Le ministre de la Culture, du Tourisme et de l’Artisanat, Moussa Moïse Sylla, a procédé mercredi à Boké à la pose de la première pierre du Musée régional et du Centre culturel régional, marquant une nouvelle étape dans la politique de valorisation du patrimoine culturel guinéen.

La cérémonie a réuni les autorités administratives, militaires et religieuses de la région, ainsi que les représentants des collectivités locales et des communautés.

Préserver la mémoire historique de Boké

Le maire de la commune urbaine, Bassekou Amirou Dramé, a salué un projet destiné à renforcer la préservation et la transmission du patrimoine local. Il souhaite voir le futur musée devenir un espace consacré à la culture, à l’éducation et à la recherche.

Le gouverneur de Boké, le général Aboubacar Diakité, a pour sa part insisté sur la nécessité de sauvegarder une histoire encore largement transmise par voie orale. Il a notamment cité les masques traditionnels, les instruments de musique, les tenues anciennes et les archives liées à la résistance.

La région dispose également d’un patrimoine historique associé à la traite négrière, avec notamment le Fortin, la rue René-Caillé et le chemin du non-retour.
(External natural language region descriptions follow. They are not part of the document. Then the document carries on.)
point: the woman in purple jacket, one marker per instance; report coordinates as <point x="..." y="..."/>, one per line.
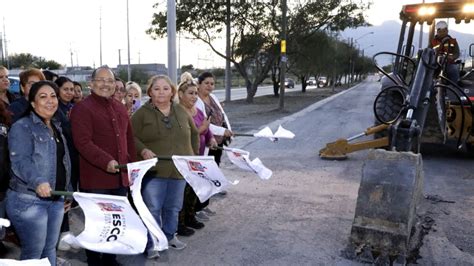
<point x="187" y="92"/>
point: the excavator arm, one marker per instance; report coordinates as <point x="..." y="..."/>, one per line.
<point x="339" y="149"/>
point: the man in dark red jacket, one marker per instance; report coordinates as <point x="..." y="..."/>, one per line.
<point x="444" y="43"/>
<point x="103" y="136"/>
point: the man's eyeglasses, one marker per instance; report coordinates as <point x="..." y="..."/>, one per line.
<point x="167" y="122"/>
<point x="102" y="80"/>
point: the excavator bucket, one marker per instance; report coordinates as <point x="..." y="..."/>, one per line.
<point x="390" y="188"/>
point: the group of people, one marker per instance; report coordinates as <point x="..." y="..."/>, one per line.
<point x="52" y="140"/>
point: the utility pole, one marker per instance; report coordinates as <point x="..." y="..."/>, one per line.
<point x="283" y="55"/>
<point x="100" y="35"/>
<point x="420" y="41"/>
<point x="5" y="40"/>
<point x="129" y="73"/>
<point x="2" y="55"/>
<point x="120" y="57"/>
<point x="351" y="61"/>
<point x="171" y="31"/>
<point x="70" y="51"/>
<point x="228" y="73"/>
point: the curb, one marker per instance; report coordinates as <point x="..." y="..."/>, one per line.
<point x="242" y="144"/>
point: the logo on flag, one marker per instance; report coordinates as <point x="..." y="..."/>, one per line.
<point x="134" y="175"/>
<point x="109" y="207"/>
<point x="237" y="154"/>
<point x="196" y="166"/>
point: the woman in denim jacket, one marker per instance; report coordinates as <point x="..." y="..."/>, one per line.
<point x="39" y="164"/>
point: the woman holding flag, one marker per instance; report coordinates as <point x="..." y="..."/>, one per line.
<point x="163" y="128"/>
<point x="187" y="93"/>
<point x="40" y="163"/>
<point x="208" y="103"/>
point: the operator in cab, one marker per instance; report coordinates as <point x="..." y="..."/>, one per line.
<point x="450" y="47"/>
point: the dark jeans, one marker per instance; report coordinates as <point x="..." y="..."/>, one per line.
<point x="217" y="154"/>
<point x="217" y="157"/>
<point x="97" y="258"/>
<point x="188" y="212"/>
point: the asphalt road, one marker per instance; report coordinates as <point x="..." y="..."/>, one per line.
<point x="303" y="214"/>
<point x="241" y="93"/>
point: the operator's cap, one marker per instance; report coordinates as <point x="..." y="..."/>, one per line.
<point x="441" y="25"/>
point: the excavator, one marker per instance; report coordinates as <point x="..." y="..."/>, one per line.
<point x="417" y="104"/>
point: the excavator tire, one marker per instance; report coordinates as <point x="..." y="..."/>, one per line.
<point x="385" y="213"/>
<point x="387" y="107"/>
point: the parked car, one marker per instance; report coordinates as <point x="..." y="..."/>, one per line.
<point x="311" y="81"/>
<point x="14" y="85"/>
<point x="289" y="83"/>
<point x="322" y="82"/>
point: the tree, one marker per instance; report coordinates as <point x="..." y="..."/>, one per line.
<point x="26" y="60"/>
<point x="137" y="75"/>
<point x="254" y="38"/>
<point x="256" y="29"/>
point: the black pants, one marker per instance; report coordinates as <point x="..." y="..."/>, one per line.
<point x="188" y="212"/>
<point x="97" y="258"/>
<point x="217" y="157"/>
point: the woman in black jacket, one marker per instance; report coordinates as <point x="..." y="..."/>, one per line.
<point x="5" y="123"/>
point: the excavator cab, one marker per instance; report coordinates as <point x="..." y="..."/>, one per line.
<point x="417" y="103"/>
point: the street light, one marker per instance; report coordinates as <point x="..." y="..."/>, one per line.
<point x="351" y="60"/>
<point x="363" y="35"/>
<point x="366" y="48"/>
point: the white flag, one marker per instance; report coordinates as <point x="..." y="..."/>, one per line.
<point x="111" y="225"/>
<point x="242" y="160"/>
<point x="281" y="133"/>
<point x="4" y="223"/>
<point x="38" y="262"/>
<point x="202" y="174"/>
<point x="136" y="171"/>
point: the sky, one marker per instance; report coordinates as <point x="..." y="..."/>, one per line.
<point x="54" y="29"/>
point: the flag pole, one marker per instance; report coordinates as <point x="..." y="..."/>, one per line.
<point x="61" y="193"/>
<point x="243" y="135"/>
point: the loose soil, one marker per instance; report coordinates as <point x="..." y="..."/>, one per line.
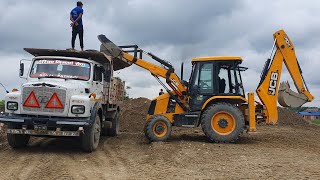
<point x="289" y="150"/>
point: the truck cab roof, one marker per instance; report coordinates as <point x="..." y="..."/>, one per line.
<point x="88" y="54"/>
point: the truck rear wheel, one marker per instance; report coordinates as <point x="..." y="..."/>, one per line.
<point x="158" y="128"/>
<point x="222" y="122"/>
<point x="17" y="140"/>
<point x="91" y="136"/>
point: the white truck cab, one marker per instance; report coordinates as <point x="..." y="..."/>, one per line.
<point x="66" y="94"/>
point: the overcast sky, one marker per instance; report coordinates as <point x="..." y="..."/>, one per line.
<point x="175" y="30"/>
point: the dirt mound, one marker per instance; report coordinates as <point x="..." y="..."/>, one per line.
<point x="287" y="117"/>
<point x="133" y="114"/>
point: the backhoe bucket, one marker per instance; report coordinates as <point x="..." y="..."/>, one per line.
<point x="289" y="98"/>
<point x="110" y="49"/>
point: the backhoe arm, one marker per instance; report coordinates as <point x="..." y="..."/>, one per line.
<point x="166" y="72"/>
<point x="270" y="89"/>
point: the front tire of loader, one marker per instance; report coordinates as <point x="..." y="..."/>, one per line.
<point x="158" y="128"/>
<point x="222" y="123"/>
<point x="90" y="138"/>
<point x="17" y="140"/>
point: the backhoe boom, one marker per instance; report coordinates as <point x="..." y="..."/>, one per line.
<point x="270" y="89"/>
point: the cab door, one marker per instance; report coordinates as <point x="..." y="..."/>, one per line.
<point x="202" y="84"/>
<point x="97" y="85"/>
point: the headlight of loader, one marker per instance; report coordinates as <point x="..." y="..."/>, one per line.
<point x="77" y="109"/>
<point x="12" y="106"/>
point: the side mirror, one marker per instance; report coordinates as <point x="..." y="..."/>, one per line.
<point x="21" y="70"/>
<point x="181" y="77"/>
<point x="23" y="62"/>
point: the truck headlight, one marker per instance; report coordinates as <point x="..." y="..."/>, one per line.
<point x="12" y="105"/>
<point x="77" y="109"/>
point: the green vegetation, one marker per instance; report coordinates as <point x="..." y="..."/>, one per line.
<point x="317" y="121"/>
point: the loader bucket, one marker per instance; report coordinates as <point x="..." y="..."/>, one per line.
<point x="289" y="98"/>
<point x="110" y="49"/>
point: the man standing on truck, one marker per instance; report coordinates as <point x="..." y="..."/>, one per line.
<point x="77" y="26"/>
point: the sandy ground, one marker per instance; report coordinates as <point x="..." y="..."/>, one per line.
<point x="275" y="152"/>
<point x="290" y="150"/>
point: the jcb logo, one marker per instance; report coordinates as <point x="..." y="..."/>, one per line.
<point x="273" y="83"/>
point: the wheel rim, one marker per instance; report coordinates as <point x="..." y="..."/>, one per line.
<point x="96" y="130"/>
<point x="160" y="129"/>
<point x="223" y="123"/>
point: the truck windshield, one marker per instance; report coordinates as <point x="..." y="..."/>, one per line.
<point x="65" y="69"/>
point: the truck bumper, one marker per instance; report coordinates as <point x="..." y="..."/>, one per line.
<point x="46" y="126"/>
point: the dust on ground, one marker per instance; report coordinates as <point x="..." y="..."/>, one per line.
<point x="289" y="150"/>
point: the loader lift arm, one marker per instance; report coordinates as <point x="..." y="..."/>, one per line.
<point x="270" y="89"/>
<point x="167" y="71"/>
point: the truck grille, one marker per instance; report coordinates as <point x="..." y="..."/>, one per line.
<point x="43" y="95"/>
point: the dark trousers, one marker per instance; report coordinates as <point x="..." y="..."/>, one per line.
<point x="77" y="30"/>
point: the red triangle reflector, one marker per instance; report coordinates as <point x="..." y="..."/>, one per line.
<point x="54" y="102"/>
<point x="32" y="101"/>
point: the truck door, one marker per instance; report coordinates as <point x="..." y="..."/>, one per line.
<point x="97" y="85"/>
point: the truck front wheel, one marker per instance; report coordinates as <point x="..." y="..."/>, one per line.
<point x="17" y="140"/>
<point x="91" y="136"/>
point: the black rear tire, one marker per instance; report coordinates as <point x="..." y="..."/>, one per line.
<point x="222" y="123"/>
<point x="158" y="128"/>
<point x="17" y="140"/>
<point x="90" y="138"/>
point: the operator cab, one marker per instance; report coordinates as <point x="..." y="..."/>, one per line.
<point x="214" y="76"/>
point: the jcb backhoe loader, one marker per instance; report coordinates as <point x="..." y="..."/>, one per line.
<point x="214" y="96"/>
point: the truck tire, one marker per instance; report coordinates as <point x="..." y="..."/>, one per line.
<point x="114" y="130"/>
<point x="90" y="138"/>
<point x="17" y="140"/>
<point x="222" y="123"/>
<point x="158" y="128"/>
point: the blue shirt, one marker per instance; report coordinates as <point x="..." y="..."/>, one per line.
<point x="75" y="14"/>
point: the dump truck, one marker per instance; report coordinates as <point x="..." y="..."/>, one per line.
<point x="214" y="97"/>
<point x="66" y="93"/>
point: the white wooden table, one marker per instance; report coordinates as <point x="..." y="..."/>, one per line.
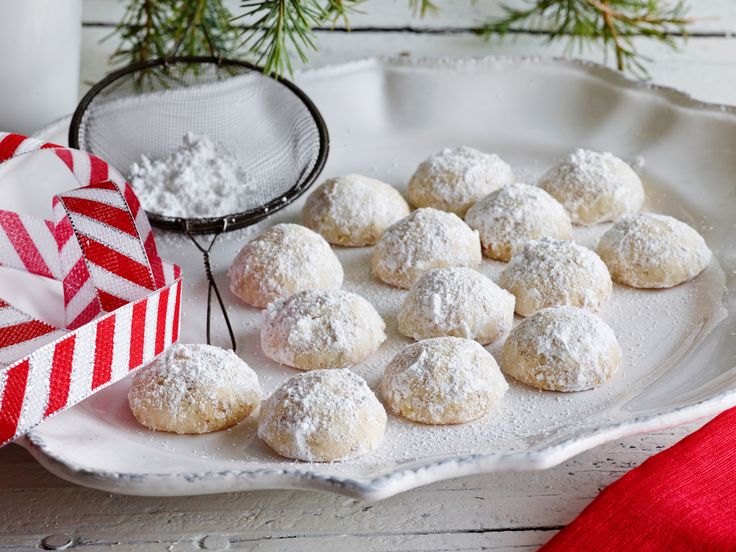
<point x="491" y="512"/>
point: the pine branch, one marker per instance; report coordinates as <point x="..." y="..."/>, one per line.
<point x="153" y="29"/>
<point x="281" y="25"/>
<point x="279" y="29"/>
<point x="612" y="23"/>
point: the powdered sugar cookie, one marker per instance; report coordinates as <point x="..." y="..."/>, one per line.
<point x="457" y="301"/>
<point x="323" y="416"/>
<point x="594" y="187"/>
<point x="353" y="210"/>
<point x="548" y="273"/>
<point x="426" y="239"/>
<point x="517" y="213"/>
<point x="561" y="349"/>
<point x="321" y="329"/>
<point x="646" y="250"/>
<point x="194" y="388"/>
<point x="445" y="380"/>
<point x="283" y="260"/>
<point x="455" y="178"/>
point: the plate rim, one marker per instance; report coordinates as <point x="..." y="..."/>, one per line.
<point x="420" y="473"/>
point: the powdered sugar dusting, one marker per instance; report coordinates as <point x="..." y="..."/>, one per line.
<point x="332" y="329"/>
<point x="551" y="272"/>
<point x="323" y="415"/>
<point x="191" y="381"/>
<point x="562" y="349"/>
<point x="444" y="380"/>
<point x="651" y="250"/>
<point x="353" y="209"/>
<point x="428" y="238"/>
<point x="198" y="179"/>
<point x="594" y="187"/>
<point x="508" y="218"/>
<point x="457" y="301"/>
<point x="455" y="178"/>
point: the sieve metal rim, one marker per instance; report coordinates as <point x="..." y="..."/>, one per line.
<point x="213" y="225"/>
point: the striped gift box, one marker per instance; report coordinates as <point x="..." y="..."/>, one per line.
<point x="122" y="301"/>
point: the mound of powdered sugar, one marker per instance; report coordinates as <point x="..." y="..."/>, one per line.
<point x="198" y="179"/>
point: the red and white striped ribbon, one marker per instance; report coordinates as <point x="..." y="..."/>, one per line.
<point x="122" y="301"/>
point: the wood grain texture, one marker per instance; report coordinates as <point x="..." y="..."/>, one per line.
<point x="704" y="68"/>
<point x="508" y="511"/>
<point x="503" y="511"/>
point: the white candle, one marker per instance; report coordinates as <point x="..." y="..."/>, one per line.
<point x="39" y="61"/>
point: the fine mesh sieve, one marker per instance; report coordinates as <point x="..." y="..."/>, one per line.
<point x="273" y="130"/>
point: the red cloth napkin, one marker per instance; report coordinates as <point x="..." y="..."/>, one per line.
<point x="684" y="498"/>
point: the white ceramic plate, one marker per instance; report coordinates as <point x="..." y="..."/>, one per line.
<point x="384" y="117"/>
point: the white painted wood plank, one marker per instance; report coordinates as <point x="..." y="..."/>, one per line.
<point x="473" y="513"/>
<point x="705" y="67"/>
<point x="712" y="15"/>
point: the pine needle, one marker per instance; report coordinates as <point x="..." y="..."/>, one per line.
<point x="614" y="24"/>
Un projet inscrit dans Simandou 2040

Pour Moussa Moïse Sylla, la construction de ces infrastructures s’inscrit dans la politique de valorisation du patrimoine portée par le président Mamadi Doumbouya, notamment à travers le programme Simandou 2040.

Le ministre a rappelé que l’identité de Boké ne se limite pas à son potentiel minier. La région possède une histoire et une diversité culturelle incarnées notamment par les peuples Baga, Nalou et Landouma, le masque D’mba, ainsi que des figures historiques telles que le roi Dina Salifou et les résistants de la région.

Le projet prévoit également un important travail de recherche, de documentation et de numérisation du patrimoine, avec la participation de chercheurs, historiens et étudiants jusque dans les communautés rurales.

Un centre dédié à la création et à la formation

Le futur musée sera chargé de préserver et de valoriser la mémoire collective de Boké. Le centre culturel, de son côté, offrira aux artistes et artisans un espace moderne destiné à la création, à la formation et au développement de leurs activités.

À travers ces deux infrastructures, les autorités ambitionnent ainsi de faire du patrimoine culturel un levier d’éducation, de création d’emplois et de développement local, tout en renforçant la transmission de l’histoire de Boké aux générations futures.